See 05-tools-and-libraries.md for what CMake actually is and why it's the de facto standard for C++.
JSON config, not CLI flags¶
Project2's CLI accepted ~12 flags. Project1 hard-coded constants. The unified sim needs ~30 knobs across cache geometry, replacement policies, prefetchers, branch predictors, ROB size, coherence protocol, etc. Two problems with stuffing all of those into the CLI:
- Reproducibility. A JSON file is the experiment. Check it into git, share it with collaborators, sweep it with a script. CLI args leave no audit trail.
- Sweeping. Want to compare 20 cache sizes? Generate 20 JSON files programmatically, run them in a loop. With CLI args you'd be building bash strings; with JSON you generate machine-readable manifests.
CLI flags still exist for one-off tweaks (--cores 8 overrides the
JSON), but they live alongside the config, not instead of it.
One binary, mode-dispatched¶
sim --mode cache and sim --mode predictor are the same binary. Two
arguments for shipping one executable instead of sim_cache,
sim_predictor, sim_full:
- All subsystems link together. No risk of a config struct or trace reader subtly drifting between mode-specific binaries.
- The mode flag is the user-visible artifact of the "isolation" decision in plan.md §4.2: every subsystem can be tested in isolation while sharing all the surrounding code paths.
Catch2 + CTest, not gtest¶
Catch2 was picked for one reason: header-only, single FetchContent include, no extra steps. gtest works fine but pulls in absl/protobuf transitively in some configurations. For a single-engineer hobby project, Catch2's lower friction wins.

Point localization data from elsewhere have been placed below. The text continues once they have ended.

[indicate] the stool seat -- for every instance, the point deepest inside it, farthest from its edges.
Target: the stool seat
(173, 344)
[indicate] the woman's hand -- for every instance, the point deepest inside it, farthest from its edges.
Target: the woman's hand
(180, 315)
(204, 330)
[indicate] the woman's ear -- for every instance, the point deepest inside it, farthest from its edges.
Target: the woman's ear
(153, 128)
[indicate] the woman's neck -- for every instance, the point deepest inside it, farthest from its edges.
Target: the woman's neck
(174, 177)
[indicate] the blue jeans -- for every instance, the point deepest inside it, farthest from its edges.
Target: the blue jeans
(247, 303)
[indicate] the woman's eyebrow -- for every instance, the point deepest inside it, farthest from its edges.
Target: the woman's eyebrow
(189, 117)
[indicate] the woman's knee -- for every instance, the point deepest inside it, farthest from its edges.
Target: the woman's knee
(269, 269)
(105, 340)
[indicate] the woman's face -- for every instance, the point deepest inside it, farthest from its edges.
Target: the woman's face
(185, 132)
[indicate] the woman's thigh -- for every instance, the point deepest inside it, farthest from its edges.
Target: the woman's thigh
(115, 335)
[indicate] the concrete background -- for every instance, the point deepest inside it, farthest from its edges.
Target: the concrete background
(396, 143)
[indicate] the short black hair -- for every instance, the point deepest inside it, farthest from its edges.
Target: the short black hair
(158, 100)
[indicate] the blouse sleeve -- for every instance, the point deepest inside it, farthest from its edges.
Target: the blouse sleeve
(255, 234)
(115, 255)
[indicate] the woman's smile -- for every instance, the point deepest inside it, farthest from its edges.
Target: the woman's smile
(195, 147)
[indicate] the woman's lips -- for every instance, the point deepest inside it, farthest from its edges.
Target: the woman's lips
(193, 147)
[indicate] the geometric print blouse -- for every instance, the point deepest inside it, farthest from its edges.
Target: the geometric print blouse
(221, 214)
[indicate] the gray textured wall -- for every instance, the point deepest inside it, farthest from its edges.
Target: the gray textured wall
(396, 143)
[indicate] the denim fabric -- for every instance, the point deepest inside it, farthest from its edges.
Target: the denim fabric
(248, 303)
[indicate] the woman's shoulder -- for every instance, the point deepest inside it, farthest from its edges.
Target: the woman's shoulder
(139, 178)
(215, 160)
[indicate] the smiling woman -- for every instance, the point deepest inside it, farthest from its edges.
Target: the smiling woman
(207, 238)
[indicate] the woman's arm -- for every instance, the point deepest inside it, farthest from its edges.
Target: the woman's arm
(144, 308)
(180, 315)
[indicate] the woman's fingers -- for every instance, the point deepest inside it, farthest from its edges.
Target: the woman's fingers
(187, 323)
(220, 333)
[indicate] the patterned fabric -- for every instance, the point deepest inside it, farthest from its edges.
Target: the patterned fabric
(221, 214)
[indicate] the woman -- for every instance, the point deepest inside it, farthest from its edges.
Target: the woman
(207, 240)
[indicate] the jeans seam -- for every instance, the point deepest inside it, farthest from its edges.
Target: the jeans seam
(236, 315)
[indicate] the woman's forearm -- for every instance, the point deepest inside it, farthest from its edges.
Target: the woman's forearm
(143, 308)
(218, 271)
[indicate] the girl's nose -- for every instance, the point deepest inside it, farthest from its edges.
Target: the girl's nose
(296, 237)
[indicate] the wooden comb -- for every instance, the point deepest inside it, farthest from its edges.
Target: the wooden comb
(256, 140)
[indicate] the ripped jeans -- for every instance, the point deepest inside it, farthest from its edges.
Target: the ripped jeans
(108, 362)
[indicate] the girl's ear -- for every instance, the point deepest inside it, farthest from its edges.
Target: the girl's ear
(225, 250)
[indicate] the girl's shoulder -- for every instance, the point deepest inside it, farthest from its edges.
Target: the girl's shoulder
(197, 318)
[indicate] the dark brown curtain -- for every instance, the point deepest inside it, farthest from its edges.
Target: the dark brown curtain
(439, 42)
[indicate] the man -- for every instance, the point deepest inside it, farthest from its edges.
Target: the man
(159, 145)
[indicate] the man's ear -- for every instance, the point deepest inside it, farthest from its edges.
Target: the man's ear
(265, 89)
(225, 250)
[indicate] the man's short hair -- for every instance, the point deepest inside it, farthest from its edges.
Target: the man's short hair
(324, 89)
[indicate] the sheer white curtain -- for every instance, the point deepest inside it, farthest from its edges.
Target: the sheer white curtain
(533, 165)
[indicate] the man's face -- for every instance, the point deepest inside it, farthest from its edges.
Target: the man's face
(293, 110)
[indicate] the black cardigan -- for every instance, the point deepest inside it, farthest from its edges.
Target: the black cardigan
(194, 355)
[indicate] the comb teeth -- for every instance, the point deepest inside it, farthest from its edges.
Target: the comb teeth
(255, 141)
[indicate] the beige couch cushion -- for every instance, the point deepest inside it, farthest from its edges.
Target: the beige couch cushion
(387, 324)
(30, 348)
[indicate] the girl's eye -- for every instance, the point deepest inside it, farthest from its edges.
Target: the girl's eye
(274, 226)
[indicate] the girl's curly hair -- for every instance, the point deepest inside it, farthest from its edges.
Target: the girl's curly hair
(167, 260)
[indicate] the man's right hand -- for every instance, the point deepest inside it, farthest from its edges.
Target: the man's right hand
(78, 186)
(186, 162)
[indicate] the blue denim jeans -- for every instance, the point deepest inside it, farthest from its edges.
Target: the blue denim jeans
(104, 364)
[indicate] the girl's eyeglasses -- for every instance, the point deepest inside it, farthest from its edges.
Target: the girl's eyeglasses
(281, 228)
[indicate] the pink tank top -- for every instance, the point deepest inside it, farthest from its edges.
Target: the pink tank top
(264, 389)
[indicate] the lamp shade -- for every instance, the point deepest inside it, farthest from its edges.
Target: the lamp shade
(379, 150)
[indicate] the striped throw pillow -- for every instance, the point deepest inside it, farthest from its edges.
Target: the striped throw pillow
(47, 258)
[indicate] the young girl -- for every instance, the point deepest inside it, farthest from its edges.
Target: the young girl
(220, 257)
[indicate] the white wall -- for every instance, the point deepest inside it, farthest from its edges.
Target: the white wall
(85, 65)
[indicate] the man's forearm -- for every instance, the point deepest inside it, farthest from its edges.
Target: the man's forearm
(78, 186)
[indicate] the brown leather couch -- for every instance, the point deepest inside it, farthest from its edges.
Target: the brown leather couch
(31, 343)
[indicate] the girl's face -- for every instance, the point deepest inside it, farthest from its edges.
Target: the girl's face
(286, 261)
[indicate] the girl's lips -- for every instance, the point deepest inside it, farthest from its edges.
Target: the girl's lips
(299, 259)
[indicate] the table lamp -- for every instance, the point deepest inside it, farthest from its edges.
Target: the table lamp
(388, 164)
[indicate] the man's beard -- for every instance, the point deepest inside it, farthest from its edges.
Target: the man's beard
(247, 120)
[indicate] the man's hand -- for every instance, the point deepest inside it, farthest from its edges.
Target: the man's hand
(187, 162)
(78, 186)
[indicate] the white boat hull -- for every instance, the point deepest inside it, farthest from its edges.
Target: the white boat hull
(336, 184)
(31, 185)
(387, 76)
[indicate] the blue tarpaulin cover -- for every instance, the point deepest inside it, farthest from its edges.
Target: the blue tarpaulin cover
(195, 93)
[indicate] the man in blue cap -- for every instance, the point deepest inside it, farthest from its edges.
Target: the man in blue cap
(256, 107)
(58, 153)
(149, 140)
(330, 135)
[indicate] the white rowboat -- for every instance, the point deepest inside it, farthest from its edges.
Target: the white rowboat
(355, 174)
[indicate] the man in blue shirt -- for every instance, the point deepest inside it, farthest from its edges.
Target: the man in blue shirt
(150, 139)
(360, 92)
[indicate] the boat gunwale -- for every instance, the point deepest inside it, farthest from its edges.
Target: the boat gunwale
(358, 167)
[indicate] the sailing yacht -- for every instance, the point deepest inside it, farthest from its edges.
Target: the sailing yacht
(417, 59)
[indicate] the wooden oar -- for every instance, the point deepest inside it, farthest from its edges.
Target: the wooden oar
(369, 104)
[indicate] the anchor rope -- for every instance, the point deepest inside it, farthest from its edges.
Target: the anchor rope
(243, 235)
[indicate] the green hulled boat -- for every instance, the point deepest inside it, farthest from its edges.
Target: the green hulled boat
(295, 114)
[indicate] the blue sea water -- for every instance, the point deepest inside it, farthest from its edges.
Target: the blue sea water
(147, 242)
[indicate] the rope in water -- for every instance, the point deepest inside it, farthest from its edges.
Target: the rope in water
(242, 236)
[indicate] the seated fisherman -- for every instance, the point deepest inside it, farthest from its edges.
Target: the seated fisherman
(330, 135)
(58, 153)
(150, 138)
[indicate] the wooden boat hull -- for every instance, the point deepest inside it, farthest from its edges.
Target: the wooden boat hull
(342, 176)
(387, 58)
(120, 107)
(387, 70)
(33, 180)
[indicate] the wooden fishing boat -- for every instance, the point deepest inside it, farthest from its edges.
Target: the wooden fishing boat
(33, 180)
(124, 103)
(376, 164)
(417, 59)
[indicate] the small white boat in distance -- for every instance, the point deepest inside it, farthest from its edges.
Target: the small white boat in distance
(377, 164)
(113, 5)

What's deliberately not in Phase 0¶
- Stats aggregator implementation. Each subsystem has its own
ad-hoc stats today (
CacheStats,Statsinpredictor_mode.cpp, etc.). Phase 6 collapses them into one aggregator with optional JSON output. Premature now. - Architecture documentation. Phase 6 ships a
docs/architecture.mdwith timing diagrams. The plan.md file is enough scaffolding for Phases 0–5. - Public visibility. Repo stays private until Phase 6 polish.
Verification¶
cmake --preset default && cmake --build --preset default
ctest --preset default
Phase 0 ended with: empty subsystems but a working build, a CLI that parses, a JSON loader, a logging utility, and a CI pipeline. From this point onward every phase landed against a stable foundation rather than having to invent its own.
Files of note¶
- CMakeLists.txt — top-level build config.
- CMakePresets.json — predefined build configurations.
- configs/baseline.json — the canonical example config; every other config is a delta from this one.
- include/comparch/config.hpp — the
SimConfigstruct definition. Source of truth for what knobs exist. - src/main.cpp — the one entry point. Mode dispatch lives here.